YOUR SOLIN GENERATED RECIPE
Hearty Mushroom Ragu with Herb-Roasted Vegetables
A comforting dish that melds a savory mushroom ragu enriched with lean ground turkey and cannellini beans, simmered in a tomato garlic base. Paired with a medley of herb-roasted vegetables including zucchini, bell pepper, and cherry tomatoes, this dish delivers a lively and hearty burst of flavor perfect for any meal time.
INGREDIENTS
4 oz Lean Ground Turkey
2 cups Button Mushrooms (sliced)
1/2 cup Cannellini Beans
1/4 medium Yellow Onion (chopped)
1 clove Garlic
1/2 cup Diced Tomatoes (canned)
1/2 cup Zucchini (sliced)
1/2 cup Red Bell Pepper (chopped)
1/2 cup Cherry Tomatoes
1 tbsp Extra Virgin Olive Oil
2 tbsp Mixed Fresh Herbs (Basil and Thyme)
PREPARATION
Preheat your oven to 425°F for roasting the vegetables.
In a skillet over medium heat, drizzle a little olive oil and add the chopped onion. Sauté until softened, about 2-3 minutes.
Add minced garlic and continue to sauté for another minute until fragrant.
Add the lean ground turkey to the skillet. Cook until it's browned and crumbled, about 5-6 minutes.

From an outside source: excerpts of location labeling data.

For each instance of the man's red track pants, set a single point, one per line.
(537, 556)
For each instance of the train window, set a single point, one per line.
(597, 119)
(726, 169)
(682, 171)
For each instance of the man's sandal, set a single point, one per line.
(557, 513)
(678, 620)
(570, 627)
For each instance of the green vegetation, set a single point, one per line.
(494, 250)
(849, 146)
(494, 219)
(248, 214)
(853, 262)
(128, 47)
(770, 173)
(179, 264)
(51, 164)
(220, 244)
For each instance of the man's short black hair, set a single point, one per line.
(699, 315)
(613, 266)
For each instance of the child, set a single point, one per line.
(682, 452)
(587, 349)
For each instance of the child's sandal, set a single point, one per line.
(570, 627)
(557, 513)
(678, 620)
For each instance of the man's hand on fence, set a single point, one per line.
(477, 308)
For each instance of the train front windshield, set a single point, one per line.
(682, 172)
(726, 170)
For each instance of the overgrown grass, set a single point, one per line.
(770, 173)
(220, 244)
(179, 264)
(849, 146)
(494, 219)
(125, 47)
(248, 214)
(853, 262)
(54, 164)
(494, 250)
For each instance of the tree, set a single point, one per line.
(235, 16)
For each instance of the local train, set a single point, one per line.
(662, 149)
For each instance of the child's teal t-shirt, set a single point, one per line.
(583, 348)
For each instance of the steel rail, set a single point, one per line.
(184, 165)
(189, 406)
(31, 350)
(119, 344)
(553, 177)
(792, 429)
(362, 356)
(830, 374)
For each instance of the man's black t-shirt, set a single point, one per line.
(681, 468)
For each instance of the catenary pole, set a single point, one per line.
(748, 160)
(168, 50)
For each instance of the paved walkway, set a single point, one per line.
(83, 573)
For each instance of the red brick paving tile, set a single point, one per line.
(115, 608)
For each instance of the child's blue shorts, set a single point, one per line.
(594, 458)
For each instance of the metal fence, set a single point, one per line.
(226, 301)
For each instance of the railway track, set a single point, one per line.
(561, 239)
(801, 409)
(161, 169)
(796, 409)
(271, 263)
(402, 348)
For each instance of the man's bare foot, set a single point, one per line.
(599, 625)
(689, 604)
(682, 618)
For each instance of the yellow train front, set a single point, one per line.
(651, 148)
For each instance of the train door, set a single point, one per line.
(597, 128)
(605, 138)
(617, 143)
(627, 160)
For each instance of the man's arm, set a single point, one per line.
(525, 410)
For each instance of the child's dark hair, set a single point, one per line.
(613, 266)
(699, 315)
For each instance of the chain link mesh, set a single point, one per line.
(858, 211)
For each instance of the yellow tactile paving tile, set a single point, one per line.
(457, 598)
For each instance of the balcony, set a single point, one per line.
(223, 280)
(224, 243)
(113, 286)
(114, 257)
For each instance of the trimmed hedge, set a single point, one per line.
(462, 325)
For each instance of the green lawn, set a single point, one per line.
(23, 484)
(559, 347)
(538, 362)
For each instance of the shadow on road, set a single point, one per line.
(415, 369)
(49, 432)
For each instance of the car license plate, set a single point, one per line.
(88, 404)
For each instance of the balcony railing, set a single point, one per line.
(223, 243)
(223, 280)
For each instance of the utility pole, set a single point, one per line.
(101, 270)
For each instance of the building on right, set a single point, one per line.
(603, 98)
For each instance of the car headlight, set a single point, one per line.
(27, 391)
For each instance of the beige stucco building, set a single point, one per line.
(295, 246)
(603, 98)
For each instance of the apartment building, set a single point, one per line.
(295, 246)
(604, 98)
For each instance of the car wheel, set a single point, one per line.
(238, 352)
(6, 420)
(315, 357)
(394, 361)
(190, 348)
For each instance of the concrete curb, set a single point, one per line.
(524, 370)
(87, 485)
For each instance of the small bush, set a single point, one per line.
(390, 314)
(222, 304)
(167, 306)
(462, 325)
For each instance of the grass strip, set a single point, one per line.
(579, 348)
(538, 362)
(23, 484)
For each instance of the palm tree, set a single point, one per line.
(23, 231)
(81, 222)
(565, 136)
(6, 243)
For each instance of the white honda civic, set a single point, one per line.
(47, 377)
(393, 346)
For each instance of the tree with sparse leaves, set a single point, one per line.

Stir in the sliced mushrooms and let them cook until they release their moisture and begin to soften, about 3-4 minutes.
Mix in the cannellini beans and diced tomatoes. Season with salt, pepper, and half of the chopped herbs. Allow the ragu to simmer for 5 more minutes so the flavors meld.
Meanwhile, combine the zucchini, red bell pepper, and cherry tomatoes on a baking sheet. Drizzle with the remaining olive oil and sprinkle with the rest of the chopped herbs, salt, and pepper.
Roast the vegetables in the preheated oven for 10-12 minutes until they are tender and slightly caramelized.
Plate a serving of the mushroom ragu alongside the herb-roasted vegetables. Garnish with a final sprinkle of fresh herbs if desired and serve warm.